El mundo vive bajo los efectos de un doble Big Bang, una explosión casi gemela que data de los años 90, y en este fin de 2014 se halla muy lejos de haber concluido. En 1991 se produjo la defunción formal de la Unión Soviética, que liquidaba la bipolaridad geopolítica, y a lo largo de esa década el fenómeno de internet se hacía comercialmente masivo, revolucionando información, comunicación y periodismo. Ambas conmociones, distintas pero no distantes, se alimentan recíprocamente para hacer del mundo una figura sumamente irregular que es tan imposible de sistematizar como aparece sobresaturada de pulsiones comunicativas.

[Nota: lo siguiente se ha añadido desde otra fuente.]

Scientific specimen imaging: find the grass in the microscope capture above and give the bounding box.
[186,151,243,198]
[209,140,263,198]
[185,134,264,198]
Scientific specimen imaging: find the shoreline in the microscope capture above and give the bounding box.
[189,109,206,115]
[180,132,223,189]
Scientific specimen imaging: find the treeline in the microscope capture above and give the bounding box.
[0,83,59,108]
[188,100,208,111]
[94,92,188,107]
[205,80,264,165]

El fin de la oposición EEUU-URSS, que se había expresado en la Guerra Fría, acababa con un mundo de certezas, sin duda elementales, pero que permitían a la comentocracia occidental elegir bando y hacer un periodismo básicamente pro y contra, no hace falta decir de quién.

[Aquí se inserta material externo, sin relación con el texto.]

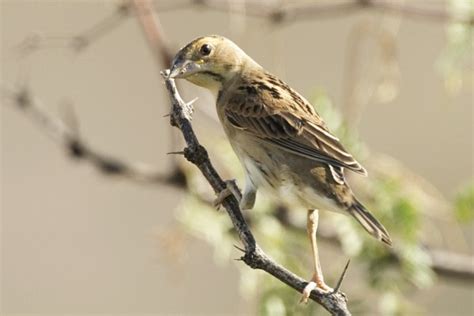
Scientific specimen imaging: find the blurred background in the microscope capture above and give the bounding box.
[0,0,474,315]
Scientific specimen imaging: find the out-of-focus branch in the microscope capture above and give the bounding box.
[176,0,474,25]
[2,87,185,187]
[163,71,350,315]
[130,0,173,67]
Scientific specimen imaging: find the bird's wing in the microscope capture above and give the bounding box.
[224,86,367,175]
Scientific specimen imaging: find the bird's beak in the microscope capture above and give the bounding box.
[170,60,201,78]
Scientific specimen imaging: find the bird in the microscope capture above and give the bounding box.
[169,35,392,302]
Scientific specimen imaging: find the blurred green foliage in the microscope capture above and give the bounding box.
[454,183,474,223]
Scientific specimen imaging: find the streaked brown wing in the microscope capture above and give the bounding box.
[225,94,367,175]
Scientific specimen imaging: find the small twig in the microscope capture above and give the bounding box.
[162,71,350,315]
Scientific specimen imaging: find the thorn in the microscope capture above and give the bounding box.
[166,151,184,155]
[186,97,199,106]
[332,259,351,294]
[234,245,246,253]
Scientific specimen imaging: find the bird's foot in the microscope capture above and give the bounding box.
[300,277,334,304]
[213,180,242,209]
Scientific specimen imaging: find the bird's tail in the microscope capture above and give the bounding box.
[349,199,392,246]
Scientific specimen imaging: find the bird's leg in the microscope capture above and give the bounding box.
[300,210,332,303]
[239,175,257,210]
[213,180,242,208]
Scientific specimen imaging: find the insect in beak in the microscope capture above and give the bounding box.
[170,59,201,78]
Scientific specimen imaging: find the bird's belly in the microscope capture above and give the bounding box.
[236,147,341,212]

El Big Bang geopolítico destruía así un mundo que parecía nítidamente estructurado, de manera que todos podían aliarse con y contra todos. Polonia, por poner un ejemplo, podía mostrar su afecto histórico por Francia y político por EEUU; y ante la China, aún subdesarrollada, se abría un gigantesco boquete estratégico a cuenta de las guerras, menores pero interminables, de la gran potencia norteamericana en Asia Central y media; tanto que, algo apresuradamente, hay quien ve en Pekín un intranquilizador sustituto de Moscú, en esbozo de una neobipolaridad.

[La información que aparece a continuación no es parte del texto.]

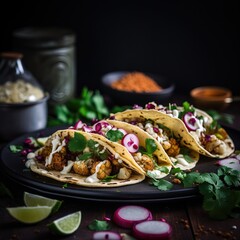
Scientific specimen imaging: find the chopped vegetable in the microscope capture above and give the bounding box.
[133,220,172,240]
[92,231,122,240]
[113,205,152,228]
[122,133,139,153]
[183,112,198,131]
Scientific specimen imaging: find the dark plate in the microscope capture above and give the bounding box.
[0,125,240,202]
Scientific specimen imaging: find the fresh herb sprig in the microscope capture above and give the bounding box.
[151,166,240,220]
[48,87,109,126]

Ese mundo de geometría variable, ya habría sido arduo de sistematizar para los medios, pero el Big Bang de internet, con su promesa de que todos pueden saberlo todo sobre todas las cosas, se sumaba para dinamitar los parámetros de la profesión periodística tal como la habíamos conocido en el último siglo. El periodismo sigue, por supuesto, cualquiera que sea el soporte, papel o digital; es, sin embargo, la industria que lo sostiene la que debe reestructurarse para sobrevivir. Y así se construye una diferente bipolaridad: el tsunami de la comunicación que abarrota las redes sociales se enfrenta a una información profesionalizada, cuyas marcas aspiran a seguir en un mercado cada vez más fragmentado. Si el periodismo es cierto que encuentra un auxiliar y una publicidad para su trabajo en las redes sociales, no lo es menos que la creciente dedicación en tiempo e interés del ciudadano a navegar por las mismas tiene inevitablemente que restarse de la atención y preferencia por la información obtenida a través de marcas comerciales. Y esa sobreabundancia de comunicación puede tener como contrapartida menos información profesionalmente reglada para el ciudadano. El periodismo no es un servicio público, sino una oferta, mayormente privada, que aspira a que la opinión le reconozca la categoría de un servicio público y por ello sufrague su existencia. Esto último es lo que está en peligro.

La herencia del siglo XXI es un mundo de imprecisos contornos, pero aparentemente sobreexplicado, y aunque viejas rivalidades parecen sostenerse (EEUU y Rusia), lo hacen sin las antiguas limitaciones, como muestra la rebatiña por Ucrania, en una desnuda contienda de poder. Para algunos la conjunción de ese doble Big Bang amplía las libertades, políticas y de información, pero para los medios es un quantum x a desentrañar. Esa debería ser la misión periodística del presente.